In 2001, the United States Commission on Civil Rights called it “disrespectful and offensive to American Indians and others who are offended by such stereotyping.” In 2004, the director of the National Museum of the American Indian, W. Richard West Jr., called it “simply pejorative.” In 2006, a legal challenge by Native Americans called it “a derogatory, denigrating, offensive, scandalous, contemptuous, disreputable, disparaging and racist designation ...”
About here, if you’re a tomahawk chopper, you may run out your numbers. A 2004 report by the University of Pennsylvania’s National Annenberg Election Survey showed that a small percentage of Native Americans, 9 percent, found the Washington nickname “offensive.” Ninety percent found it acceptable.

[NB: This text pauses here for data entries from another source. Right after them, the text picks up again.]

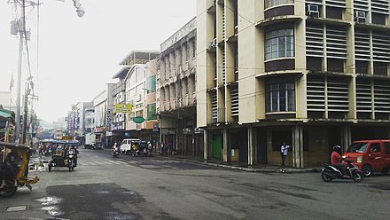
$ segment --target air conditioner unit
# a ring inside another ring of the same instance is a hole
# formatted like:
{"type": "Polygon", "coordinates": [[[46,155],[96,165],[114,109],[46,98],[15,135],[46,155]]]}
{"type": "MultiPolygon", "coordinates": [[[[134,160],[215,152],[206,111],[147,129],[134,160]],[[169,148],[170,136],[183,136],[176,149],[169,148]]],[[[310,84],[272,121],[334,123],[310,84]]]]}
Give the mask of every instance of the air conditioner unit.
{"type": "Polygon", "coordinates": [[[307,4],[306,5],[306,15],[318,18],[320,16],[320,12],[318,11],[318,5],[316,4],[307,4]]]}
{"type": "Polygon", "coordinates": [[[216,47],[216,38],[214,38],[214,40],[210,43],[210,48],[216,47]]]}
{"type": "Polygon", "coordinates": [[[354,13],[354,20],[356,22],[365,22],[365,12],[363,11],[355,11],[354,13]]]}

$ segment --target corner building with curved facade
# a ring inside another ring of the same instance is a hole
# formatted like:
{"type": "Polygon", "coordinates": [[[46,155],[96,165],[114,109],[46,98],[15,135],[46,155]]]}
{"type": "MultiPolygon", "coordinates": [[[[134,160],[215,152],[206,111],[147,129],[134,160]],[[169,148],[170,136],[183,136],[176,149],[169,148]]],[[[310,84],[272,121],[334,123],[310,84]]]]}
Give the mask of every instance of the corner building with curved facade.
{"type": "Polygon", "coordinates": [[[197,125],[204,158],[330,161],[390,137],[389,0],[198,0],[197,125]]]}

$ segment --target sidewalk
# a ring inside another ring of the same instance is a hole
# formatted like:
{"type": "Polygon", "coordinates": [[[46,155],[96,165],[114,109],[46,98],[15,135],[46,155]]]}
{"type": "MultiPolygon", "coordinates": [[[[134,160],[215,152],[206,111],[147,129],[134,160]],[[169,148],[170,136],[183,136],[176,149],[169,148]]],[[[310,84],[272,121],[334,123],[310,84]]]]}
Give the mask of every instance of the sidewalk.
{"type": "Polygon", "coordinates": [[[187,162],[195,162],[199,164],[205,164],[208,166],[214,166],[225,169],[238,169],[247,172],[283,172],[283,173],[297,173],[297,172],[321,172],[322,167],[296,169],[292,167],[285,167],[283,169],[280,166],[260,164],[254,166],[248,166],[245,162],[223,162],[219,160],[203,160],[200,157],[185,156],[185,155],[160,155],[159,153],[153,152],[152,155],[155,158],[161,160],[175,160],[187,162]]]}

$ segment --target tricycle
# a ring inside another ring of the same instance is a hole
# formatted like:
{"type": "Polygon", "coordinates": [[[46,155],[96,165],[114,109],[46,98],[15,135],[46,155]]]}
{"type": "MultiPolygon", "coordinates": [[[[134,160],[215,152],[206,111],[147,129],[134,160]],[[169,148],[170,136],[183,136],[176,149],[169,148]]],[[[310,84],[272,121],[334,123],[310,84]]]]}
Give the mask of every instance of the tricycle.
{"type": "Polygon", "coordinates": [[[51,160],[48,161],[49,172],[53,167],[66,167],[69,172],[77,166],[77,150],[75,148],[58,147],[54,152],[51,160]]]}
{"type": "Polygon", "coordinates": [[[38,177],[28,177],[28,162],[32,149],[28,145],[0,142],[0,196],[11,197],[18,187],[26,185],[30,191],[38,177]]]}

You can have your survey. I’ll go with mine. It’s a racial slur, according to 100 percent of people hanging onto the keys of this typing machine.
Did you see what my colleague, Gwen Knapp, did the other day? She wrote a column about Mike Shanahan and Washington’s sudden rise in the NFL. Not once did she use the team’s nickname and the column made great good sense, anyway. When I asked if she’d done that before, Knapp said she’d never made a crusade out of it because she didn’t really have much to say.
“The word ‘ick’ doesn’t make for much of a column,” she said.
It’s just that she dislikes that nickname more than Chiefs and Braves.
“It’s gross,” she said.
I’ll write about Washington a lot. I love RGIII. He’s the daredevil who threw himself off a ledge in the sky and landed on his feet. His running mate, Alfred Morris, came from nowhere to be the NFL’s best story, or at least right behind RGIII, Adrian Peterson, and Chuck Pagano.
But what about that nickname? I liked what the writer Gregg Easterbrook once did. He called Washington the “Chesapeake Bay Watershed Indigenous People.” Clunky, and headline writers would fall dead, but it was respectful. So it had that going for it. I’ll keep thinking.